The Ph.D. Program in History

at the Graduate Center of the City University of New York

GC Events

10/8 – Buried in the Red Dirt: Race, Reproduction, and Death in Modern Palestine

Bringing together a vivid array of analog and non-traditional sources, including colonial archives, newspaper reports, literature, oral histories and interviews, Buried in the Red Dirt tells a story of life, death, and reproduction, and missing bodies and experiences, during and since the British colonial period in Palestine. Using transnational feminist reading practices of existing and new archives, Frances S. Hasso moves beyond authorized frames of collective pain and heroism. Looking at their day-to-day lives, where Palestinians suffered most from poverty, illness, and high rates of infant and child mortality, Hasso’s book shows how ideologically and practically, racism and eugenics shaped British colonialism and Zionist settler-colonialism in Palestine in different ways, especially informing health policies. She examines Palestinian anti-reproductive desires and practices, before and after 1948, critically engaging with demographic scholarship that has seen Zionist commitments to Jewish reproduction projected onto Palestinians.

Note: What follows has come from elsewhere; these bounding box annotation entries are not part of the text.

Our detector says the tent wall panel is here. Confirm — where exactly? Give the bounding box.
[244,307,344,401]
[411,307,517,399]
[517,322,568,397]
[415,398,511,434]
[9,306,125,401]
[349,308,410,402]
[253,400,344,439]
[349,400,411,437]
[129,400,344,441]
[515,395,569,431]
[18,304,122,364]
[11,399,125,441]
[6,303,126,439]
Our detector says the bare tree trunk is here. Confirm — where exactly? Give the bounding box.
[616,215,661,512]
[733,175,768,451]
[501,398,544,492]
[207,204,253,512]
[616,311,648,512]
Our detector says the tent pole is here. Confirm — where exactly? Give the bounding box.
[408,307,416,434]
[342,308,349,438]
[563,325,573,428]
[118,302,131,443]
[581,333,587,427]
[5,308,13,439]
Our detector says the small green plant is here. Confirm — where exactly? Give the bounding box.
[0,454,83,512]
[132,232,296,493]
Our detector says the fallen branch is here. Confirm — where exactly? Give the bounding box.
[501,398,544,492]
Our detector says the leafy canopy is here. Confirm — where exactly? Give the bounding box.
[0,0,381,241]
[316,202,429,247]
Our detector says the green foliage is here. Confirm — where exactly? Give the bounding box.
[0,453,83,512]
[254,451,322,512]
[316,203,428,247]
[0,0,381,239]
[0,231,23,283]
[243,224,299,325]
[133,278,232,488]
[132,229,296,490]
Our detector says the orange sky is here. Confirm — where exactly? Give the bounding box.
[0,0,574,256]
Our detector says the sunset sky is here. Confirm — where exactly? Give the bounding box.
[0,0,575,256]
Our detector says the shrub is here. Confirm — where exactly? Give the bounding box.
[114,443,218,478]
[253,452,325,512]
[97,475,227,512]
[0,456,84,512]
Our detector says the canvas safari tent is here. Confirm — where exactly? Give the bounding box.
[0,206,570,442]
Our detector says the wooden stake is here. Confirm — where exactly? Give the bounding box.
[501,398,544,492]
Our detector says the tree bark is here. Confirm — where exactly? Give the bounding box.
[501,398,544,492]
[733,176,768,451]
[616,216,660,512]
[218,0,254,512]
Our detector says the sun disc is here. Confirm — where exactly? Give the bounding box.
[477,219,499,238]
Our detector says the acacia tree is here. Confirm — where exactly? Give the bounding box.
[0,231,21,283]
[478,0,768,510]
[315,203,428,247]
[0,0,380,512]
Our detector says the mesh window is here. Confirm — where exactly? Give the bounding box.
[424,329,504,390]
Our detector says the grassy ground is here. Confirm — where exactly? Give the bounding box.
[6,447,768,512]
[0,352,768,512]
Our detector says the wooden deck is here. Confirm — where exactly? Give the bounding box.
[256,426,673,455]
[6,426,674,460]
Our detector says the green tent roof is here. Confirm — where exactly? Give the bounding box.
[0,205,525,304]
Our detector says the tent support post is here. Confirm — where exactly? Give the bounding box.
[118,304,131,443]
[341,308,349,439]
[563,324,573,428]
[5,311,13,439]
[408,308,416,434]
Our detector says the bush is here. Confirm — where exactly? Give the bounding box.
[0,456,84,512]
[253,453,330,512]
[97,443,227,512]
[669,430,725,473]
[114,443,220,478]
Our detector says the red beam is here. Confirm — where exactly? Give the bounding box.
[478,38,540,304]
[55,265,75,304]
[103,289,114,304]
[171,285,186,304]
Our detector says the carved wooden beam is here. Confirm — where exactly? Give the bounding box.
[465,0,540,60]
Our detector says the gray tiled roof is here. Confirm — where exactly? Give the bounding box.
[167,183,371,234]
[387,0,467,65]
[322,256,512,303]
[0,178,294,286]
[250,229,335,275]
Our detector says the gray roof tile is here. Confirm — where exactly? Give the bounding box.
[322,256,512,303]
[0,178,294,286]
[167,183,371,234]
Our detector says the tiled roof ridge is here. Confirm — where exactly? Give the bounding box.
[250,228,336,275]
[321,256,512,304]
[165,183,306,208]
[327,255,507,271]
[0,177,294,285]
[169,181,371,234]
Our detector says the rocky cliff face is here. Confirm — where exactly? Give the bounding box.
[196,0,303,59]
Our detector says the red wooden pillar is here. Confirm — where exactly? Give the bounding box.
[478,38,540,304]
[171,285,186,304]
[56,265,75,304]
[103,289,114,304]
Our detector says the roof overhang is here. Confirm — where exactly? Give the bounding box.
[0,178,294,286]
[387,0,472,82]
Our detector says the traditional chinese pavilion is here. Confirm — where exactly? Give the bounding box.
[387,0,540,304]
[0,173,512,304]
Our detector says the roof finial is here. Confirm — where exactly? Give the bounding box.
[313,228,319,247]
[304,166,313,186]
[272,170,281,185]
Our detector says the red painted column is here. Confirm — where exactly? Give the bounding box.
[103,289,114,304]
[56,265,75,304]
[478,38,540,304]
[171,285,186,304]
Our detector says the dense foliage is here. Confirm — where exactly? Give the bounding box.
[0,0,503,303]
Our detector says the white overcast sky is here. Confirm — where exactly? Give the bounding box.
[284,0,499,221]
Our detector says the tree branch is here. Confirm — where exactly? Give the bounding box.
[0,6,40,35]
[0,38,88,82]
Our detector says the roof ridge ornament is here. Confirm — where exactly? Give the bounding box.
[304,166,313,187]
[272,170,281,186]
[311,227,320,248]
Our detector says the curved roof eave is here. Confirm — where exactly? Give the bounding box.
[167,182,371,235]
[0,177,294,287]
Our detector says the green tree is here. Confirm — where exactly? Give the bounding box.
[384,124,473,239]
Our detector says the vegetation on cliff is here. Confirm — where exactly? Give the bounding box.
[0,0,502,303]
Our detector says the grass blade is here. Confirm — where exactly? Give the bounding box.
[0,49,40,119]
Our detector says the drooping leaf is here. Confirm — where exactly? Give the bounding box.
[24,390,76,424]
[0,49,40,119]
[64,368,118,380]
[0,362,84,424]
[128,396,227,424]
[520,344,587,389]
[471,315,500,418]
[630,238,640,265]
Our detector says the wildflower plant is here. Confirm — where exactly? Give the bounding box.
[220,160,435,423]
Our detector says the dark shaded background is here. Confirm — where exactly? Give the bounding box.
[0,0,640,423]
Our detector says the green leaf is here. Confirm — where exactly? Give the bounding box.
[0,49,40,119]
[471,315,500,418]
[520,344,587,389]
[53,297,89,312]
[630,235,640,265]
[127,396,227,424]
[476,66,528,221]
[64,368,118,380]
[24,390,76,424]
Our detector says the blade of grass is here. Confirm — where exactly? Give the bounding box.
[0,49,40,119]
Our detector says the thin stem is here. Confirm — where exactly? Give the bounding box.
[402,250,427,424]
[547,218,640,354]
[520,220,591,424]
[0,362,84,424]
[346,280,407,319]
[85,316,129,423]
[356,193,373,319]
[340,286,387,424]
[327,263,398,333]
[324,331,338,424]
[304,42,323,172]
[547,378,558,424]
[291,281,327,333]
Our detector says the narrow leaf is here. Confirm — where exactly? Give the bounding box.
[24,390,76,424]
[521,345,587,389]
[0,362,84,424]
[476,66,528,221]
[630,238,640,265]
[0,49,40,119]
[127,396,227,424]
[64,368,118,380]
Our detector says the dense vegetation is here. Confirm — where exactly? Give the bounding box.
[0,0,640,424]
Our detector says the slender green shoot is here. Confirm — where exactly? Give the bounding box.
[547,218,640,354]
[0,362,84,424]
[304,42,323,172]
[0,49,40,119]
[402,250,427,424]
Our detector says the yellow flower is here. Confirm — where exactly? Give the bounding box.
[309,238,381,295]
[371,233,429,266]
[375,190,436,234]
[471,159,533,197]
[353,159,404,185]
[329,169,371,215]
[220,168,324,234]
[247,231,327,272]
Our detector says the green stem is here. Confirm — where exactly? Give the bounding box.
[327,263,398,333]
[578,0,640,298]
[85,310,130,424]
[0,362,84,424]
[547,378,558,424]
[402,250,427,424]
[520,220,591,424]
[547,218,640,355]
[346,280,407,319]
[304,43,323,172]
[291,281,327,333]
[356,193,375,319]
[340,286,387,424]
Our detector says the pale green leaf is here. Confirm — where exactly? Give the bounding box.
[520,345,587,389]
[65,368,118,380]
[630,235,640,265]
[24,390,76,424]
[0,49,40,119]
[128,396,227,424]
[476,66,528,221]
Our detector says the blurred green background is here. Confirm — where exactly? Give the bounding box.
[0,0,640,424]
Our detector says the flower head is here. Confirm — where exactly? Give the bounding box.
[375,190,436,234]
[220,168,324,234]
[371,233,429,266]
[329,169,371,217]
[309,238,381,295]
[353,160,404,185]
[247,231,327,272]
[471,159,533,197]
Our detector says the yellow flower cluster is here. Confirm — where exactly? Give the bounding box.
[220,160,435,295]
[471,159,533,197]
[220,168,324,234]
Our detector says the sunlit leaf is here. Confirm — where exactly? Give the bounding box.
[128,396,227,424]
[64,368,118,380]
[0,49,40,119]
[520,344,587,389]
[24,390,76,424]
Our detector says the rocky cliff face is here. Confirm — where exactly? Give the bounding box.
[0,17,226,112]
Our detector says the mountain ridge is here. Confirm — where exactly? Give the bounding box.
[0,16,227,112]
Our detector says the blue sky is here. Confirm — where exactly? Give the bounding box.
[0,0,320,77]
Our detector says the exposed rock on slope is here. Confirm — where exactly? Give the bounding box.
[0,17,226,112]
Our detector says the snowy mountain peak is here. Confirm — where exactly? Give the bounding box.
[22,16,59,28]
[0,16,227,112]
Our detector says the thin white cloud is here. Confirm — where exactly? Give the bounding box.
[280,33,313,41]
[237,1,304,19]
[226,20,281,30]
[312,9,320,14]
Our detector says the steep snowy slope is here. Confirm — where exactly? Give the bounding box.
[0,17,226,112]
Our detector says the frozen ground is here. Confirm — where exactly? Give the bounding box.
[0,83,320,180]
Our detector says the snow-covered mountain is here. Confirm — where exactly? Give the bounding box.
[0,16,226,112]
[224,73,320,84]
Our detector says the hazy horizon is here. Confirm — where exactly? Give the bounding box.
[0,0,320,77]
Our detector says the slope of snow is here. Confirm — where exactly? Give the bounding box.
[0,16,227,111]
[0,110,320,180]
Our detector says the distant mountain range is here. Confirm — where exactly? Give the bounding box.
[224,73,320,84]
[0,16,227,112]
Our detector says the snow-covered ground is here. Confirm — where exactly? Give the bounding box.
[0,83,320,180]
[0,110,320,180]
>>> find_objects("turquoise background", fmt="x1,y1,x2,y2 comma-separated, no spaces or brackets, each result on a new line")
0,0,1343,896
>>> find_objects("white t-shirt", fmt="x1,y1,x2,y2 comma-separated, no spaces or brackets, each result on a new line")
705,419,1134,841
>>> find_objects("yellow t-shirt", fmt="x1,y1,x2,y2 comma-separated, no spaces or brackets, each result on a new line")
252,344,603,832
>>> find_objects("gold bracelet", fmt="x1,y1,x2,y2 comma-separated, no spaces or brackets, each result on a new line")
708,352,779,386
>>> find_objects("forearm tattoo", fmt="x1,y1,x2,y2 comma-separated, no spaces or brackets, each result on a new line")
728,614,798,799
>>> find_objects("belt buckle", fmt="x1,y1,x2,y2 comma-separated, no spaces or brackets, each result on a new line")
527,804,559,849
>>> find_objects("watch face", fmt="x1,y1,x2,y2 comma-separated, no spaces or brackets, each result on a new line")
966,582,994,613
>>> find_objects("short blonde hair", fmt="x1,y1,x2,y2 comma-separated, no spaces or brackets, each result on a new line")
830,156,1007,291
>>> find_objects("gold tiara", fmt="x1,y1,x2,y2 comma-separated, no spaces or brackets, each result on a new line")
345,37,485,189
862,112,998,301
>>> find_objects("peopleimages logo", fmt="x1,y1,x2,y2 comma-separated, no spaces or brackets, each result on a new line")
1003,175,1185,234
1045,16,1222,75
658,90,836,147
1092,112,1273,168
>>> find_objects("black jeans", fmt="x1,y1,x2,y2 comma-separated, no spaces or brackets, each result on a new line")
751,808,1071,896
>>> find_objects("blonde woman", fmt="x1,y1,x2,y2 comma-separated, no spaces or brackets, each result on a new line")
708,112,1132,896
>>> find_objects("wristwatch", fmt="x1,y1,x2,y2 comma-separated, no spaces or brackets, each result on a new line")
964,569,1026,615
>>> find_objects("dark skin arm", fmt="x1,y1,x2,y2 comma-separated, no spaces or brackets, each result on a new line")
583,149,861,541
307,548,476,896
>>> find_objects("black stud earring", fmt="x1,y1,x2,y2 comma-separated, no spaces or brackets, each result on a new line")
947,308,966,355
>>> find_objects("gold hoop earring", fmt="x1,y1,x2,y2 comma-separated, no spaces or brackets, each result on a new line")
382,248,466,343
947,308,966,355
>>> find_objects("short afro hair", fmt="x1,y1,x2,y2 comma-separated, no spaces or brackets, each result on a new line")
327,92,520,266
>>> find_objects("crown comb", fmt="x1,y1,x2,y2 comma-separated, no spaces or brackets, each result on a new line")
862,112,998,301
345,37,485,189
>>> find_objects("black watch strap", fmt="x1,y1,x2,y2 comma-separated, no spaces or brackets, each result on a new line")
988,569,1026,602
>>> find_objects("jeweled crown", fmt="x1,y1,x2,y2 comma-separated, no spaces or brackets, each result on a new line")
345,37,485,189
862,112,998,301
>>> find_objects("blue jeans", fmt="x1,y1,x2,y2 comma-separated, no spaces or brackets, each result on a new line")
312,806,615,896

Friday, October 8, at 1 pm: Frances Hasso will discuss her Buried in the Red Dirt: Race, Reproduction, and Death in Modern Palestine with Jennifer Johnson

Frances Hasso is a Professor in the Program in Gender, Sexuality and Feminist Studies at Duke University with secondary appointments in the Department of History and Department of Sociology. She was an Editor of the Journal of Middle East Women’s Studies(2015-2018). Her scholarship includes the books: Freedom without Permission: Bodies and Space in the Arab Revolutions, co-authored with Zakia Salime (Duke University Press, 2016); Consuming Desires: Family Crisis and the State in the Middle East (Stanford University Press, 2011); and Resistance, Repression and Gender Politics in Occupied Palestine and Jordan (Syracuse University Press, 2005).

Jennifer Johnson is a historian of Africa, and a specialitist in twentieth-century North Africa at Brown University. Her research explores questions of nationalism, decolonization, human rights, medicine, and international organizations.